Assim, a infecção por HTLV-1/2 se torna um problema de saúde pública, principalmente em populações mais vulneráveis, como aquelas compostas em sua maioria por negros, com baixa escolaridade e renda familiar, e as populações quilombolas.

Ações indispensáveis para prevenção

  • a conscientização da população acerca do vírus e de seus modos de transmissão
  • o rastreio da infecção em diferentes comunidades quilombolas
  • a realização de testes confirmatórios
  • a triagem pré-natal
  • o incentivo a práticas sexuais com uso de preservativos
  • o aconselhamento de gestantes infectadas sobre o risco de transmissão ao filho pelo aleitamento materno
  • o acompanhamento de pessoas vivendo com HTLV (PVHTLV) nessas comunidades
  • a notificação compulsória da infecção pelos HTLV-1/2, para mitigar a transmissão do vírus nessas comunidades.
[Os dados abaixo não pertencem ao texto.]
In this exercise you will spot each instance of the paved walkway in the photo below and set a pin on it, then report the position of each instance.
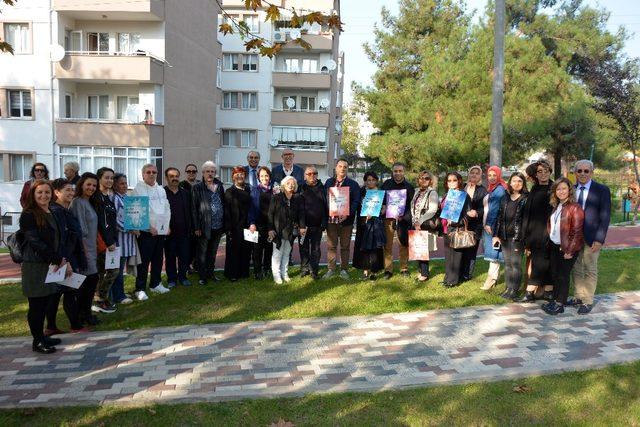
(295, 357)
(617, 238)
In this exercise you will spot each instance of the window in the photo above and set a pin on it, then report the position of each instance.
(123, 103)
(253, 23)
(17, 35)
(98, 107)
(98, 42)
(219, 73)
(248, 138)
(231, 61)
(20, 104)
(229, 138)
(250, 62)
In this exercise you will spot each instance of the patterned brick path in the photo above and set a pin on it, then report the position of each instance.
(294, 357)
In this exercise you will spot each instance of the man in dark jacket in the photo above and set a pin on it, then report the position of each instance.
(339, 228)
(399, 224)
(315, 211)
(207, 213)
(176, 244)
(595, 199)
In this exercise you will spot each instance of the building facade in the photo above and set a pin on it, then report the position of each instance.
(291, 101)
(130, 83)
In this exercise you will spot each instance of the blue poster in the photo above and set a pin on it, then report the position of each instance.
(372, 203)
(453, 205)
(136, 213)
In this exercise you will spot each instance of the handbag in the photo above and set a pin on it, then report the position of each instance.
(461, 239)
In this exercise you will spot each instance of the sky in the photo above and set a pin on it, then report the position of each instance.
(360, 16)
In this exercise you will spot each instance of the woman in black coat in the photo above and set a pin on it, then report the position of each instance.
(41, 248)
(237, 200)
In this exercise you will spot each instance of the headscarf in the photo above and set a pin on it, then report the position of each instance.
(500, 181)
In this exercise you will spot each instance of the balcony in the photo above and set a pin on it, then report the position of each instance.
(301, 80)
(108, 133)
(115, 10)
(114, 68)
(299, 118)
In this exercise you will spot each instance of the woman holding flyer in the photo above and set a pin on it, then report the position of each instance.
(41, 249)
(368, 248)
(424, 208)
(456, 221)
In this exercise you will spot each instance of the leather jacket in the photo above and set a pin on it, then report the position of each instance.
(571, 228)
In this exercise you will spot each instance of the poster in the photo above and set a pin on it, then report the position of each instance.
(396, 202)
(372, 203)
(136, 213)
(453, 205)
(419, 245)
(338, 201)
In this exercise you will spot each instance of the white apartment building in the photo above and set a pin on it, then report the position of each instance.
(291, 101)
(107, 83)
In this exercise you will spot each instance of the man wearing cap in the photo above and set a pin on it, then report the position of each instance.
(287, 168)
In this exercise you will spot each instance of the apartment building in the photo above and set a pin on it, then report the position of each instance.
(107, 83)
(291, 101)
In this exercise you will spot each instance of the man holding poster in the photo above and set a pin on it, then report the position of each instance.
(343, 198)
(399, 194)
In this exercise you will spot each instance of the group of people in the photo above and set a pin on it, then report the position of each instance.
(77, 220)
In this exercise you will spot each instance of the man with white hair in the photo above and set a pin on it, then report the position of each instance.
(207, 210)
(595, 199)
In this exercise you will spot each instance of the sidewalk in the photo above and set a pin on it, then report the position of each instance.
(296, 357)
(617, 238)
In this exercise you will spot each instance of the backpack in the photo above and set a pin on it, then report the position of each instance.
(15, 243)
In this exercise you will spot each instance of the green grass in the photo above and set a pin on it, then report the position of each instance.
(604, 397)
(303, 297)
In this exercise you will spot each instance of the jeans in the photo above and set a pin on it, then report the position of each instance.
(512, 252)
(280, 260)
(151, 253)
(176, 248)
(310, 250)
(207, 251)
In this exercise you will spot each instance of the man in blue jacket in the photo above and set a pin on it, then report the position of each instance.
(595, 199)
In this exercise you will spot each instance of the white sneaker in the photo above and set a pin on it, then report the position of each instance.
(160, 289)
(141, 295)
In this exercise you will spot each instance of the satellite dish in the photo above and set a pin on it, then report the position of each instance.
(56, 52)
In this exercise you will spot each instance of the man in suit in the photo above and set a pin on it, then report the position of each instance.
(253, 160)
(595, 199)
(288, 168)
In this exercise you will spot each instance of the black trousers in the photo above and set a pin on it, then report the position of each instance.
(69, 304)
(150, 253)
(176, 248)
(561, 273)
(35, 317)
(207, 251)
(512, 252)
(310, 250)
Você chegou ao final da aula

Nessa aula, você viu como se deu a origem do HTLV-1/2 em populações indígenas e quilombolas no Brasil e as principais rotas de entrada do vírus no Brasil. Também conheceu as prevalências da infecção nas populações indígenas e quilombolas e os principais fatores de risco à exposição ao vírus nas populações vulneráveis.